Bizleri kitabın distopik olabileceğini düşünmeye iten mesele, gelecekte yaşayan günce sahibinin anlattığına göre onun yaşadığı çağda ölülerin gömülmemesidir. O çağda toprak ölüleri kabul etmemektedir. Ölüler gömülmez ve evin arka odasında bekletilir. Kokusundan muzdarip olunduğu için ise adeta gül kokulu parfümler boşaltılır üstlerine. Bu yüzden onlar için artık gül kokusu ölüm, ceset ve yas anlamına gelir. Herkes birbirine iyi davranır; kimse arka odasında bir ceset istememektedir çünkü.Gelecekte yaşayan günce sahibi de evinin arka odasında annesinin gül kokulu cesedi ile yaşamaktadır. Çok aciz hissettirir bu durum kendini okura.

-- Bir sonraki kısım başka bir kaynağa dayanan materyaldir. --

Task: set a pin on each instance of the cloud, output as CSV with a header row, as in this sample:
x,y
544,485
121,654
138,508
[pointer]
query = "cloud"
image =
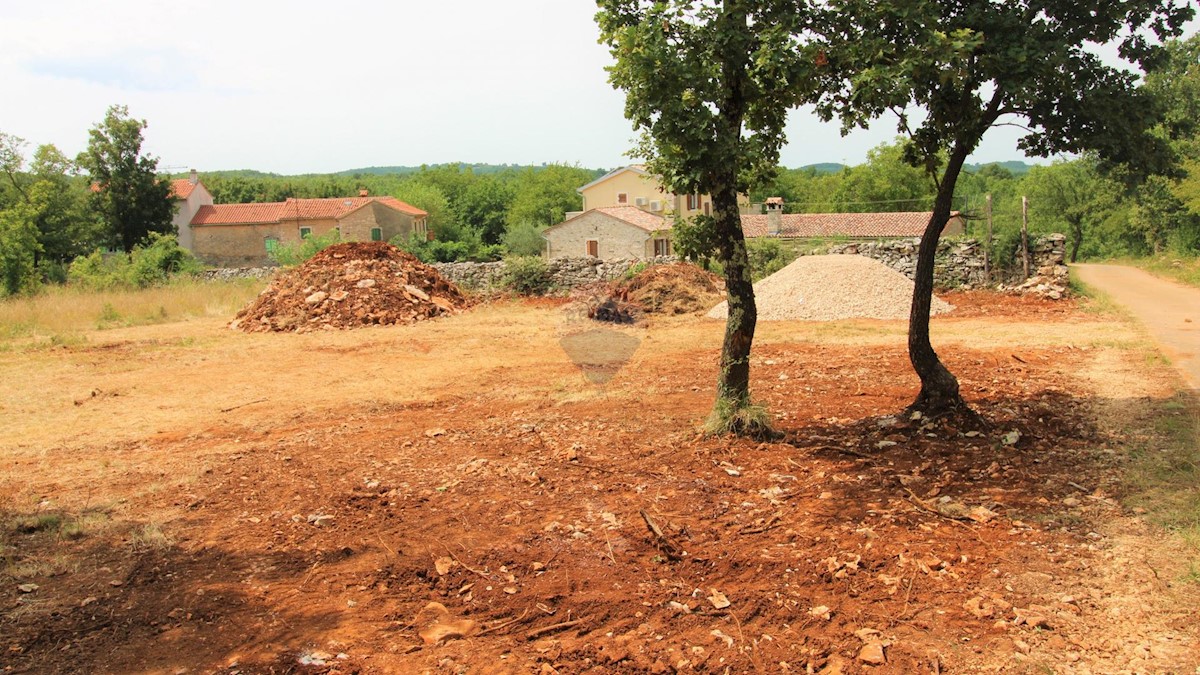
x,y
130,70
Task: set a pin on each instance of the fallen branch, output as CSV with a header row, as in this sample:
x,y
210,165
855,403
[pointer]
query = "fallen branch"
x,y
660,539
507,623
244,405
539,632
465,566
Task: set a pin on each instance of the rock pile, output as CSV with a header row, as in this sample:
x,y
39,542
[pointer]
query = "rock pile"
x,y
671,288
348,286
564,273
834,287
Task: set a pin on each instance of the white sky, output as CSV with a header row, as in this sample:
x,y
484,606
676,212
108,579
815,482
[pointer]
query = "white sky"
x,y
298,87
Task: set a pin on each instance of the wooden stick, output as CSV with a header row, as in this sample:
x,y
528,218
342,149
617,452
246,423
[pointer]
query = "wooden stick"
x,y
539,632
244,405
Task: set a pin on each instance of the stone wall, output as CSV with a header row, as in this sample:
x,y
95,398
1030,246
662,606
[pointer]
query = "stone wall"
x,y
959,262
564,273
221,274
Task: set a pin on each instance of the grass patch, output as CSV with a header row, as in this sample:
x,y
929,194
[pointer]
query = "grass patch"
x,y
150,537
1095,302
1163,476
60,312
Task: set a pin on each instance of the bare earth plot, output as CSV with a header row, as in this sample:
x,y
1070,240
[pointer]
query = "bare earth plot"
x,y
456,496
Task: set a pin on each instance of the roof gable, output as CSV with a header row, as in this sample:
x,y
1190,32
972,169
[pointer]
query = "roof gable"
x,y
628,215
640,169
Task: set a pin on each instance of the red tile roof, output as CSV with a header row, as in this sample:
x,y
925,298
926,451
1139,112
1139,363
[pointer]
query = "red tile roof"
x,y
637,217
181,187
905,223
294,209
238,214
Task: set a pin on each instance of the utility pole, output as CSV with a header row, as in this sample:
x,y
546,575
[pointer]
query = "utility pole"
x,y
987,244
1025,236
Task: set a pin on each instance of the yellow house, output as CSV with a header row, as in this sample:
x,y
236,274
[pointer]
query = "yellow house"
x,y
635,186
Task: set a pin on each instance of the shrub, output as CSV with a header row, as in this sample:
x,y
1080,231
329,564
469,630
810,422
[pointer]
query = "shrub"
x,y
150,263
528,275
525,239
291,255
767,256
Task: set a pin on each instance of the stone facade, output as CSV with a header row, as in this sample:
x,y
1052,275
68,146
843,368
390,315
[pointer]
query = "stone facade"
x,y
564,273
357,225
615,239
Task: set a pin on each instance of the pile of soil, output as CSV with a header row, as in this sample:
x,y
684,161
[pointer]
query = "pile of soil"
x,y
834,287
671,290
348,286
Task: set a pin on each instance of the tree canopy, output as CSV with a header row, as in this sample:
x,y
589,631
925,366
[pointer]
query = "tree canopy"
x,y
130,198
709,85
952,70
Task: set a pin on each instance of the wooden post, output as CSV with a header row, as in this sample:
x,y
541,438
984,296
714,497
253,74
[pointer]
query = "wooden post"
x,y
987,245
1025,236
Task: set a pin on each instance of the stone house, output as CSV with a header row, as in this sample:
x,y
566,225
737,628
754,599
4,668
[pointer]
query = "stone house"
x,y
635,186
777,223
610,233
243,234
190,195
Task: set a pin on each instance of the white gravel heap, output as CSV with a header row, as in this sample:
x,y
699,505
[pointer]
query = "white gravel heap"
x,y
833,287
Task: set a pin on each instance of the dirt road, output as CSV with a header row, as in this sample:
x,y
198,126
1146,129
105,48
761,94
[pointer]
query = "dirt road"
x,y
1169,311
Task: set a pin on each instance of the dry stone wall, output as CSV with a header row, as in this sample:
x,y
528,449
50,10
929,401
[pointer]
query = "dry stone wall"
x,y
959,262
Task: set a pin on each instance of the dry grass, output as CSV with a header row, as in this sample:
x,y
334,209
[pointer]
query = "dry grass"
x,y
60,314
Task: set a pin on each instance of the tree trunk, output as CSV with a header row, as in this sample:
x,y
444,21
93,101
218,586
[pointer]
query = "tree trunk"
x,y
733,381
1077,239
939,387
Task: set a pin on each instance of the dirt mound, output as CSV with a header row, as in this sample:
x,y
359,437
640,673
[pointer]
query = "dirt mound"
x,y
834,287
348,286
671,288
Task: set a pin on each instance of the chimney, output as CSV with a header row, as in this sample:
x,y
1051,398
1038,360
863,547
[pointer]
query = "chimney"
x,y
774,215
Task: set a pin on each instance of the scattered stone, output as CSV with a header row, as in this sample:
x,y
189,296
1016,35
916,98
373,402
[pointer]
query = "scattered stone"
x,y
873,653
352,285
719,599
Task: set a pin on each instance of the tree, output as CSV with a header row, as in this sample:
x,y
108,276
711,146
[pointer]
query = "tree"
x,y
952,70
129,197
885,183
483,207
545,195
1072,193
709,84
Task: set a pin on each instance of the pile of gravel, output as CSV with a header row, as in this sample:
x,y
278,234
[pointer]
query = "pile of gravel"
x,y
834,287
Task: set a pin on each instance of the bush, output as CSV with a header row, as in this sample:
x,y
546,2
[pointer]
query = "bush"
x,y
448,251
528,275
767,256
291,255
525,239
150,263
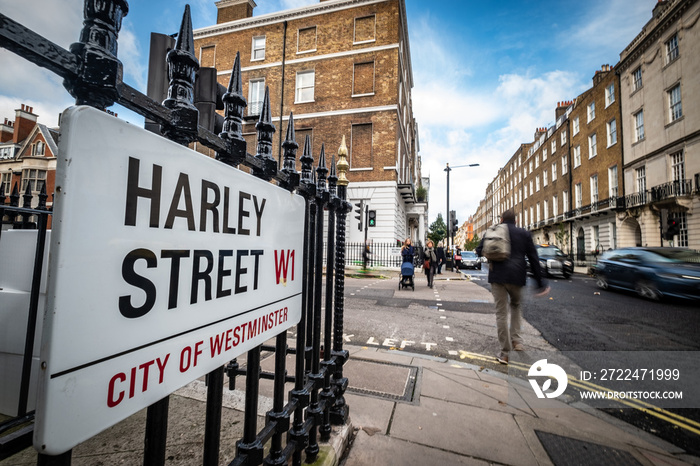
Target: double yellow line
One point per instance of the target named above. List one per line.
(647, 408)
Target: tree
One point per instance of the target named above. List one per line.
(438, 230)
(470, 245)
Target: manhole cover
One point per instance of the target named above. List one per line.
(568, 451)
(381, 379)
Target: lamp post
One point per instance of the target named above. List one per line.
(450, 262)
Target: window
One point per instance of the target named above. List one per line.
(306, 40)
(361, 146)
(34, 178)
(592, 146)
(637, 79)
(594, 189)
(612, 132)
(674, 99)
(641, 178)
(305, 86)
(672, 48)
(258, 48)
(612, 181)
(639, 125)
(578, 196)
(364, 29)
(609, 95)
(256, 95)
(363, 79)
(6, 181)
(590, 112)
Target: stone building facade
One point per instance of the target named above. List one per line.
(343, 67)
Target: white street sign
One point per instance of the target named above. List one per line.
(165, 264)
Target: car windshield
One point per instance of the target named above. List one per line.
(550, 252)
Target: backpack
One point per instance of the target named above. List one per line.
(496, 246)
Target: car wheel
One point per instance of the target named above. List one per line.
(602, 282)
(647, 290)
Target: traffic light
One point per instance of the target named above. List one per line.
(372, 218)
(672, 226)
(359, 210)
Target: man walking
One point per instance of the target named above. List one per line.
(507, 279)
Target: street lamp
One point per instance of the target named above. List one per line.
(449, 221)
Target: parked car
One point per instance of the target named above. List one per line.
(653, 273)
(470, 260)
(553, 261)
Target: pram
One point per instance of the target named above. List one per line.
(407, 272)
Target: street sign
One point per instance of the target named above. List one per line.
(165, 265)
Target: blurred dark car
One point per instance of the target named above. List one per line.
(653, 273)
(552, 261)
(469, 261)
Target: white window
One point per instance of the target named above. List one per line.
(256, 95)
(305, 86)
(592, 146)
(637, 79)
(612, 132)
(672, 48)
(612, 181)
(258, 48)
(578, 196)
(594, 189)
(639, 125)
(609, 95)
(674, 99)
(641, 177)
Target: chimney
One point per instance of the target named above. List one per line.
(25, 121)
(233, 10)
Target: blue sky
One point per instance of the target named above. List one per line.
(486, 73)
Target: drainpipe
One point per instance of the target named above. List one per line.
(284, 56)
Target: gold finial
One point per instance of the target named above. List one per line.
(342, 166)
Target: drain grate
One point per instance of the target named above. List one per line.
(566, 451)
(385, 380)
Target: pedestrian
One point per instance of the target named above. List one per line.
(407, 251)
(429, 262)
(507, 279)
(440, 252)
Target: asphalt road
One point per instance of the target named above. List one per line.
(594, 328)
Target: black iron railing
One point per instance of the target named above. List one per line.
(93, 76)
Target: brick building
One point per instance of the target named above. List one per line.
(28, 153)
(343, 67)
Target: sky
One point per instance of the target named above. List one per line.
(486, 73)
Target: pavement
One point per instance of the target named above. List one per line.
(409, 409)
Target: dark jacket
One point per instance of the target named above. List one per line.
(513, 270)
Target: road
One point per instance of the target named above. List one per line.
(592, 327)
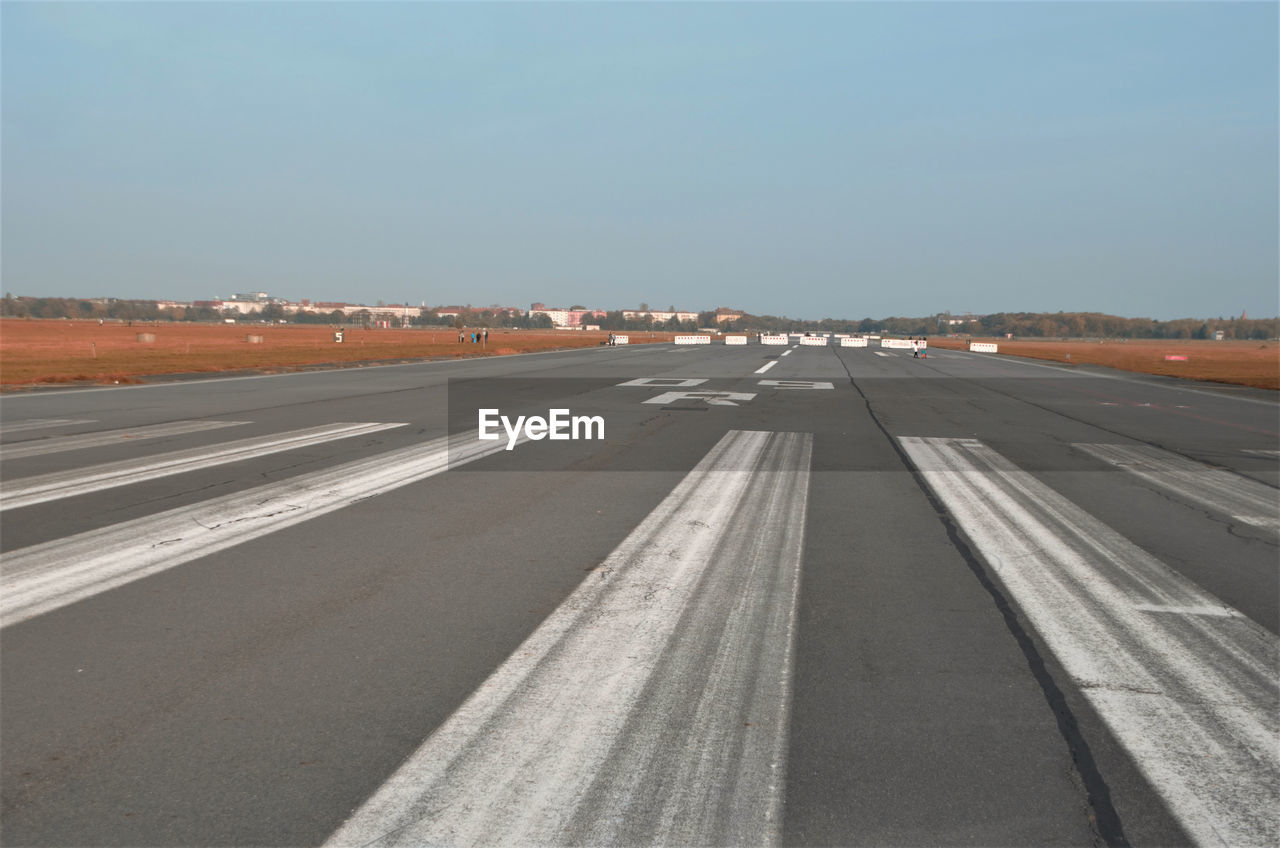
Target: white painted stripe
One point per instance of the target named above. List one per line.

“Ölülerimizi gömemiyoruz taya, herkes birbirine iyi davranıyor bu yüzden, kimse erkenden ölmesin, kimse kimsenin ruhunu hırpalamasın diye burada çok iyi şeyler oluyor diyenler bile var.”
“Bildiğimiz kadar bilgiyle, inandığımız kadar inançla mı tanrı’ya inanırız, beni bilin diyen, bana inanın diyen tanrı, neden bana aşık olun diye emretmemiş, aşkı emre uymaz şekilde yarattığı için mi, o ardıç ağacı tüm bunlara şahit olmak için mi biter aşığın üzerinde, her gece iman tahtamda başka bir problem çözüyorum taya, çaresizliğin de insanı aşka yaklaştıran bir tarafı olmalı, acizlik insana bilmekten ve inanmaktan daha büyük ve daha hızlı adımlar attırıyor olmalı.”
DEMLENMEK İSTİYORUM DİYENLERE TAVSİYE
Belki kitabı saran yoğun bir olay sarmalı yok, fakat kitapta öyle paragraflar var ki defalarca okunur, üzerinde düşünülür. Bu, kitabı çekici kılan sebeplerden biri. Velhasıl, ben biraz demlenmek istiyorum diyenler için tavsiyemizdir.
“Aşk geçiştirmiyor bizi, aşk bağrımızda paslı bir hançer, içimize doğru bir göz açıyor, insanın içinde bir yerlerde eksik bir parçanın olduğunu o gözle görüyoruz taya, o parça tanrının elinde, buna ben de inanıyorum, lakin parçadan tüme gitmeye inanmıyorum ben, parçalanarak tüme gitmeye inanıyorum, eksik parçam hangisi, tanrı’nın ellerinde duran parçam hangisi, bulmak için uğraşıyorum, asla vazgeçmeyeceğim, insan kendi eksikliğinde boğulmamak için başkasının eksiklerini bulur ve ona tutunur, ellerinin boş olması bu yüzdendir, benim ellerimde kayıp parçam var taya, ben dua ederken ellerimi bu yüzden açıyorum.”